It seem like I’ve run across a number of article on embarrassment lately and at some point I need to connect them all together. That isn’t this post. Joshua Gans has the most recent one I’ve run across: http://www.slate.com/articles/business/the_enlightened_manager/2013/12/complicated_pizza_orders_the_outsized_role_embarrassment_plays_in_consumer.html
If you really can increase sales by dealing with embarrassment as a consumer behavior, then that becomes a design factor for both products and processes. It would also call in to question existing practices. The one that jumps immediately to mind is retail clothing. Without even going to the extreme of the ‘What not to wear’ show that just went off the air, I suspect this is an area that is fraught with potential personal embarrassment for customers. Clothing choices are a) incredibly personal b) something that no matter how old you are seem like you should already know how to do and c) are known to be ruthlessly judged pretty much universally. That all being said, I think most people, given the opportunity to spend a day with a professional wardrobe stylist (say they won it for free) would take advantage of it. (As long as it wasn’t being televised) Being fussed with and focused on is something many people appreciate.

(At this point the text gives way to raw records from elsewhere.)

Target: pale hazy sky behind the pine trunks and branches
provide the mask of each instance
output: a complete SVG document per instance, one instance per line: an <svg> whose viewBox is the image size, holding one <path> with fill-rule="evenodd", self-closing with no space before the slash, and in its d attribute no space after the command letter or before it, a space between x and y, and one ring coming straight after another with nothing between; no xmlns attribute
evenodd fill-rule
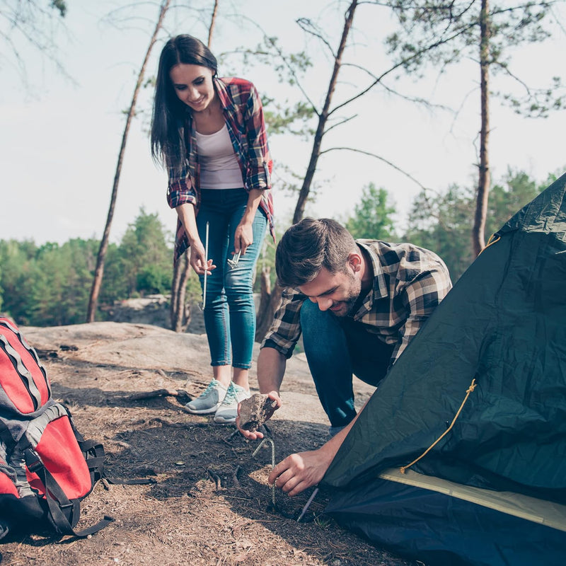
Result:
<svg viewBox="0 0 566 566"><path fill-rule="evenodd" d="M6 46L1 46L0 54L4 57L0 59L0 239L64 243L71 238L100 238L105 226L125 126L124 111L132 98L158 4L138 2L133 11L123 8L132 3L121 0L76 0L68 5L66 29L57 33L57 57L64 73L57 70L49 57L42 57L21 42L18 47L25 62L23 76ZM230 16L236 12L250 14L267 35L279 37L284 49L308 50L313 66L301 77L301 85L320 108L331 61L325 48L305 35L296 19L312 18L320 23L331 45L336 46L343 21L340 6L343 8L343 2L326 0L268 4L221 0L212 51L218 56L241 45L258 44L258 28ZM369 76L359 66L374 73L388 68L381 45L391 29L383 8L359 8L352 46L345 56L345 61L352 65L340 75L336 102L347 100L369 83ZM190 8L170 11L146 76L156 72L163 41L177 33L192 33L206 41L207 26L195 19ZM550 76L564 70L565 52L566 37L559 33L543 46L531 45L514 52L512 61L517 74L532 78L533 83L546 83ZM298 100L301 96L296 87L277 80L275 62L265 67L244 66L230 58L223 61L221 75L243 76L253 81L263 95L279 100ZM385 161L359 152L328 151L318 163L318 197L308 204L307 214L344 219L352 213L363 187L375 183L388 190L403 228L420 185L437 192L443 192L452 183L472 186L478 161L477 83L477 65L470 60L464 60L444 76L430 72L417 80L387 81L389 88L408 96L431 97L439 105L458 108L457 118L447 111L432 111L407 102L384 88L374 88L354 105L342 108L338 114L345 123L328 133L323 149L348 146L376 154L407 175ZM506 86L501 79L499 83L493 79L492 84L494 88ZM173 231L175 226L175 212L166 203L166 174L151 160L147 133L151 96L151 88L141 93L142 112L134 120L127 141L112 241L120 241L141 207L158 214L166 229ZM566 167L565 111L555 112L545 120L533 120L514 114L494 100L491 127L490 161L496 182L507 168L526 171L543 182L548 173L561 173ZM296 197L278 185L287 175L285 168L299 178L304 176L311 141L269 132L268 137L275 161L276 216L279 225L285 227Z"/></svg>

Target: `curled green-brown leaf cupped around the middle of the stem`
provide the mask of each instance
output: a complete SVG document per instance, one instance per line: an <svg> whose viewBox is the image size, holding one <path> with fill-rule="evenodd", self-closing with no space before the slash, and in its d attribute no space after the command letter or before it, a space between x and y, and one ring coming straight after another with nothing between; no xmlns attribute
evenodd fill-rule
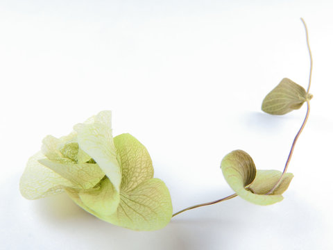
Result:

The closest I can think of to the stylist in retail is when buying a suit. I have had the experience in suit buying with a good salesperson where they are knowledgeable about fit, cloth weight, and cut and hopefully they steer you toward safer choices. Even then though it is less about putting you in to something that based on their expertise really is an exceptional choice and more about what is going to work for you well enough to buy. That does make sense in capturing the sale. Most clothing retailing I’ve been exposed to, even for higher end servicey kinds of stores (for men and women) the experience is about piles and racks of stuff with maybe some glossy posters on the wall of folks that don’t look like you. The staff is usually about pointing you to the right piles and ringing you up. I think the embarrassment factor gets dealt with mainly by leaving you alone which, frankly, I think is what customers have learned to want. This strikes me as a process design failure. It seems to me that there has to be a way to look at the customer experience design for retail clothing and come up with a solution that addresses customer embarrassment, provides a safe environment for customers to see and learn some things stylistically, and works from a business model/cost function standpoint.
On a tangential note, if embarrassment is a powerful factor to be dealt with in customer experience design, I wonder what other overlooked factors there are lurking out there.